Jusqu’à récemment, la Chine avait envoyé son plus gros contingent au Cambodge, indiquant sa volonté d’investir des moyens importants pour la stabilité de son environnement géographique proche. Mais aujourd’hui, les presque trois quarts de ses troupes sont déployés en Afrique subsaharienne, confirmant l’engagement chinois pour la stabilité de ce continent où elle est de plus en plus présente économiquement et politiquement.

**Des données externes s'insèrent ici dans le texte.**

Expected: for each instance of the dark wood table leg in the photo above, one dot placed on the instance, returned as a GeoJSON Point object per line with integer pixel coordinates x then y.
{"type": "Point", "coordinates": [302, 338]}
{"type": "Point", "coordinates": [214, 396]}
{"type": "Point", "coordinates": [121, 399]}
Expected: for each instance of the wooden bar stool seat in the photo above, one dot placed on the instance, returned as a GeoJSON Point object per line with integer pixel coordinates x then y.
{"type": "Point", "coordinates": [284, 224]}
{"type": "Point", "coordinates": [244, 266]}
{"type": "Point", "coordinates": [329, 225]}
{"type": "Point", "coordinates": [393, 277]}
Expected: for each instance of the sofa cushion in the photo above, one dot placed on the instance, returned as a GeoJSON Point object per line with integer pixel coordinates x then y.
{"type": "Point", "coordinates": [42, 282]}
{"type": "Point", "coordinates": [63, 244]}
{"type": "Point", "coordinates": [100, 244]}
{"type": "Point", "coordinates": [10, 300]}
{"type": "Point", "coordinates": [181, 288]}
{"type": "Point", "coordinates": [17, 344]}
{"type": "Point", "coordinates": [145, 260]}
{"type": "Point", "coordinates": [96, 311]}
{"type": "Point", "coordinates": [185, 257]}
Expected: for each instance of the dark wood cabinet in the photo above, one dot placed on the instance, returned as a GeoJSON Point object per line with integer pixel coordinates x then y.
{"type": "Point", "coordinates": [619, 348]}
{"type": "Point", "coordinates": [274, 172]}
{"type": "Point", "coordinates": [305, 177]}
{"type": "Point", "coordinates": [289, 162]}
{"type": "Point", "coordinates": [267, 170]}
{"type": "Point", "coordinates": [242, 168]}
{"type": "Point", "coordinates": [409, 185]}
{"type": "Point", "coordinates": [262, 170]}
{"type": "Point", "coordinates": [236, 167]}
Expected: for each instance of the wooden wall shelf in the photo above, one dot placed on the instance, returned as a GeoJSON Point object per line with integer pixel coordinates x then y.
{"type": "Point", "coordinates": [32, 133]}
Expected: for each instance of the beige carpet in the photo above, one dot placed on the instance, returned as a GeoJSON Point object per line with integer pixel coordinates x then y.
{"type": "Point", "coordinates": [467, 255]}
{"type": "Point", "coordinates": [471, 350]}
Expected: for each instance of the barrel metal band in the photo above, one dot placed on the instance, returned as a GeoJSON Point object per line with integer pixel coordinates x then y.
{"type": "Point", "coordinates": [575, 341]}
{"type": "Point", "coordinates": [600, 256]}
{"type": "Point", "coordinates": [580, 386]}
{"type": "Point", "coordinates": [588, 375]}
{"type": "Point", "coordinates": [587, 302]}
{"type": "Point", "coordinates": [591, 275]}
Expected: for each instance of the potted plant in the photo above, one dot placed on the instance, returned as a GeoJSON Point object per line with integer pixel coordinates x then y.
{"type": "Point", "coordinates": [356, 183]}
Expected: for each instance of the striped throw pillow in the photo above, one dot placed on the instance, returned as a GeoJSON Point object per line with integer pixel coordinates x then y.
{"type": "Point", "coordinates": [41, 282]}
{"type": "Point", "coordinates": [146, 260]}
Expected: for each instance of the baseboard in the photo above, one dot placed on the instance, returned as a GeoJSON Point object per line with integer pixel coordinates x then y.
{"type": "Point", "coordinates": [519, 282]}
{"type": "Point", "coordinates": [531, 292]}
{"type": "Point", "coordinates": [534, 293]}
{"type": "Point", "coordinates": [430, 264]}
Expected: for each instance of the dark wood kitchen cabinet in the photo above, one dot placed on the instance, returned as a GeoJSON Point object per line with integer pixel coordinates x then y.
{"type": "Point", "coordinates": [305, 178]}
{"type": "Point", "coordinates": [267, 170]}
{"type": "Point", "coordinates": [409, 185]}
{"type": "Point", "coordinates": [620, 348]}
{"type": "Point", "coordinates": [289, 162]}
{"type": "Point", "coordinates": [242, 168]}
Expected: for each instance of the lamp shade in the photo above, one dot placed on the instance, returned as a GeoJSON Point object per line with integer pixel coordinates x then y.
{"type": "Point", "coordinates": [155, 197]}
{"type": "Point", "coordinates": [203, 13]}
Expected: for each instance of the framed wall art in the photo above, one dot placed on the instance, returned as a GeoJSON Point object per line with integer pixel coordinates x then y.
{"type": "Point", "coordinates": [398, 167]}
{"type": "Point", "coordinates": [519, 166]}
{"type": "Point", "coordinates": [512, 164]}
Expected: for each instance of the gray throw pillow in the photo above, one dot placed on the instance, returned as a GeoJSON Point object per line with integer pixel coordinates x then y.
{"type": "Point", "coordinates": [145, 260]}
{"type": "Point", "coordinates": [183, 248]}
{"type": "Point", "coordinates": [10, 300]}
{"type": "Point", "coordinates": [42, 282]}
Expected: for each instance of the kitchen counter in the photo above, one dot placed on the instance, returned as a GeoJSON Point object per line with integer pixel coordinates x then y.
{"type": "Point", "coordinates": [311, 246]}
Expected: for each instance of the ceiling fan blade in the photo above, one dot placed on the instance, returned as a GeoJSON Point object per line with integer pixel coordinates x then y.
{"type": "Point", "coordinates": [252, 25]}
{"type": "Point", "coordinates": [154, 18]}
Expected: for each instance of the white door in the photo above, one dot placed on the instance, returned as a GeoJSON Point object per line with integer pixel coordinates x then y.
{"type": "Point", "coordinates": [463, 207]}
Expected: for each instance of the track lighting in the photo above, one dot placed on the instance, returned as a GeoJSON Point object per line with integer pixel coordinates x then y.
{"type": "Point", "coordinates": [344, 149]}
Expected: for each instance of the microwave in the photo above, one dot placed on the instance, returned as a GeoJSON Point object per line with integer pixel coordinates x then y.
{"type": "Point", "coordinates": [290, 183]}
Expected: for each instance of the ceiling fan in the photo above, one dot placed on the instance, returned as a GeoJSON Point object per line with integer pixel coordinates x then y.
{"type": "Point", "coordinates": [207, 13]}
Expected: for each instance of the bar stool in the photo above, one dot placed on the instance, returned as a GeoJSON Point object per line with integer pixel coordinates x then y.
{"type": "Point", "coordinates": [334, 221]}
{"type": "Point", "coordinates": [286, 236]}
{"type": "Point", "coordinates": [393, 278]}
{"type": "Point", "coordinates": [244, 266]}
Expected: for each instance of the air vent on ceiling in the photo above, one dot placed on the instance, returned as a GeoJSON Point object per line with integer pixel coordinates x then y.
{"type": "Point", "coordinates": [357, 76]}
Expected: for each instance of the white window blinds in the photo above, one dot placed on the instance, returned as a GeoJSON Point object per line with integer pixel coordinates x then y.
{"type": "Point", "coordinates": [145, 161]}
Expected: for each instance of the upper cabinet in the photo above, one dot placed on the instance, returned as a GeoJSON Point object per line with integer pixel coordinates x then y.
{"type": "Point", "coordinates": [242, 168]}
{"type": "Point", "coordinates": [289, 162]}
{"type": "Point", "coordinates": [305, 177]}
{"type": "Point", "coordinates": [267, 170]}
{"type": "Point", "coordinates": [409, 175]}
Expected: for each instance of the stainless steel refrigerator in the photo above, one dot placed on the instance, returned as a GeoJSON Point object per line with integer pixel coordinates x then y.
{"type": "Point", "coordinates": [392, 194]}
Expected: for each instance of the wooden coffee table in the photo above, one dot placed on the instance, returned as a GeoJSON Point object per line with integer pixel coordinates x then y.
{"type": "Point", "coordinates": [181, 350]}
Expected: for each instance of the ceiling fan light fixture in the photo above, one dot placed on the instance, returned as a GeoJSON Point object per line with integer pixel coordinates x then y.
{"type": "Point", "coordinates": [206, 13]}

La Chine a mis en place un département responsable du maintien de la paix au sein du Ministère de la défense, chargé de sélectionner les casques bleus, d’observer les développements sur le terrain et de faire le lien avec les instances chargées du maintien de la paix dans et hors de chine. Elle est également représentée par un petit groupe de personnes au sein du Département des opérations de maintien de la paix de l’ONU à New York.
La Chine a établi un centre régional pour la formation et l’entraînement de la police civile au maintien de la paix à Langfang, dans la province de Hebei à une cinquantaine de kilomètres de Pékin. Elle participe au mécanisme de forces en attente au niveau 1.
Catherine Délice
Doctorante au Centre d’études sur la sécurité internationale et les coopérations européennes (CESICE) de l’Université Pierre Mendès-France (Grenoble II).